Le 9 mars 1883, Mareuil, Louise
Michel, Pouget, drapeaux noirs déployés, prennent la tête
d’une manifestation de chômeurs, Sur le parcours, trois boulangeries
sont pillées. Des bagarres éclatent avec la police. Mareuil
et Pouget sont arrêtés. On saisit chez Pouget un lot de brochures
À l’armée !. Louise Michel se constitue prisonnière. Le
procès se déroule le 21 juin devant les assises de la Seine.
Verdict : 8 ans de réclusion pour Pouget, 6 pour Louise Michel.

Enfermée d’abord à
Saint-Lazare avec les prostituées et les voleuses, Louise Michel
étudie les différents argots de la même manière
qu’elle avait étudié les dialectes canaques. Transférée
ensuite à la centrale de Clermont, elle est amnistiée en
1886 après être sortie un court moment, sur intervention personnelle
de Clémenceau, pour assister aux derniers instants de sa vieille
mère. En janvier 1888, une tentative d’assassinat est perpétrée
contre Louise Michel, qui réussit à faire acquitter son assassin
 !

L’appel à la violence,
la soif passionnée d’un monde juste et égalitaire, va pourtant
se concrétiser dans des actes individuels qui, depuis cette époque
et jusqu’à nos jours, ont valu aux anarchistes une réputation
de terroristes.

Il reste pourtant difficile
d’isoler la violence anarchiste du contexte politique.

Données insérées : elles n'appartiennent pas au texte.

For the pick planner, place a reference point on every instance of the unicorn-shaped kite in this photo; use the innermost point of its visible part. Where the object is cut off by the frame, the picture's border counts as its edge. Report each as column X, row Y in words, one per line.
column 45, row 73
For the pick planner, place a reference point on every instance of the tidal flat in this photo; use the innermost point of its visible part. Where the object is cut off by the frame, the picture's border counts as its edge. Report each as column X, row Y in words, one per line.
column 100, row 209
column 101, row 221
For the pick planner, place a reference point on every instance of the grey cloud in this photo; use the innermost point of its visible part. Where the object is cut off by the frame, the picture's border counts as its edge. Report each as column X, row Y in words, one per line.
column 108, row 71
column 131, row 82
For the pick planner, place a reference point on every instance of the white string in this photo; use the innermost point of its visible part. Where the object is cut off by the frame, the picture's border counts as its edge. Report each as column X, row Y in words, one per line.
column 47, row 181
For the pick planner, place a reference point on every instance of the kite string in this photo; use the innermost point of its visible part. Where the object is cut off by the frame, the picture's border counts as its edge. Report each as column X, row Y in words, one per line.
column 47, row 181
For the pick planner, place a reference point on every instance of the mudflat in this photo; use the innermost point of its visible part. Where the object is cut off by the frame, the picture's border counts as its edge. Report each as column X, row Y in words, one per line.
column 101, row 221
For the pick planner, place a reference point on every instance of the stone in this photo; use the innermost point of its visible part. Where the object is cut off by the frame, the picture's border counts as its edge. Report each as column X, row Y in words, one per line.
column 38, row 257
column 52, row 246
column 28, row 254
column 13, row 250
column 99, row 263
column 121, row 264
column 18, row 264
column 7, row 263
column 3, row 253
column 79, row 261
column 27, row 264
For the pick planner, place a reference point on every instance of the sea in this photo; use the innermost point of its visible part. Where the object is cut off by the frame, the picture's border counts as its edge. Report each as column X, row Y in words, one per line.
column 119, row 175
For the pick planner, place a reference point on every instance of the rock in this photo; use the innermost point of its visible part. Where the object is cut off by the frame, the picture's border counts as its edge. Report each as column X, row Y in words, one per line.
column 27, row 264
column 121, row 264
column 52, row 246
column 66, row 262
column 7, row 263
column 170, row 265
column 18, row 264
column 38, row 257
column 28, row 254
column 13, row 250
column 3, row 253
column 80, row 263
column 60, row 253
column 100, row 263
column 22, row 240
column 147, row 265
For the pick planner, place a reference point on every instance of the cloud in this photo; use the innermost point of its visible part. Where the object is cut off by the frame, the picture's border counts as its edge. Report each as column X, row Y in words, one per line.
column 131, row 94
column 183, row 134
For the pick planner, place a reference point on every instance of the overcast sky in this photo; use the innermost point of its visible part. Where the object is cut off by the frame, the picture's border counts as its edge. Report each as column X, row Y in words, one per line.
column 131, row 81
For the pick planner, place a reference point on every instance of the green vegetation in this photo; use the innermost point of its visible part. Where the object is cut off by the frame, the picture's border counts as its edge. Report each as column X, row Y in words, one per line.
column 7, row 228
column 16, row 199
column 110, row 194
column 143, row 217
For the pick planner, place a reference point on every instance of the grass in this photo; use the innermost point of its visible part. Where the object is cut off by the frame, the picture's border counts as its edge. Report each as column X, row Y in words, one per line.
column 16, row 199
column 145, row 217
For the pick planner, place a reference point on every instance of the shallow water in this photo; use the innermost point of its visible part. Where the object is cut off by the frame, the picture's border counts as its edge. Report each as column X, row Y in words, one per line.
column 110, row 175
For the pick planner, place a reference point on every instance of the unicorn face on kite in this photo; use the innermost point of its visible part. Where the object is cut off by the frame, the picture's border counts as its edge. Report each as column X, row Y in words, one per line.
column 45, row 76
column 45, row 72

Terroristes, illégalistes,
bandits tragiques méritent ainsi d’être replacés dans
leur époque, dans une société où les grands
principes posés par la Révolution de 1789 ne s’incarnent
pas réellement dans la vie quotidienne des travailleurs, où
une génération entière, passant de la campagne à
l’usine est broyée par un capitalisme sauvage et primitif.

La reprise individuelle

Certains compagnons trouvent
que la propagande donne des résultats médiocres. Ils décident
donc de s’attaquer directement à la propriété soit
pour récupérer à leur profit ce que la société,
estiment-ils, leur a volé, soit pour apporter des ressources au
mouvement.

Clément Duval, membre
du groupe La Panthère des Batignolles, pille ainsi, en octobre
1886, un hôtel particulier de la rue Monceau, à Paris. Il
estime, en effet, que lorsque la société vous refuse le
droit à l’existence, on doit le prendre et non tendre la main
.
Il s’agit, en somme, de prendre le nécessaire là où
existe le superflu, de faire rendre gorge aux accapareurs.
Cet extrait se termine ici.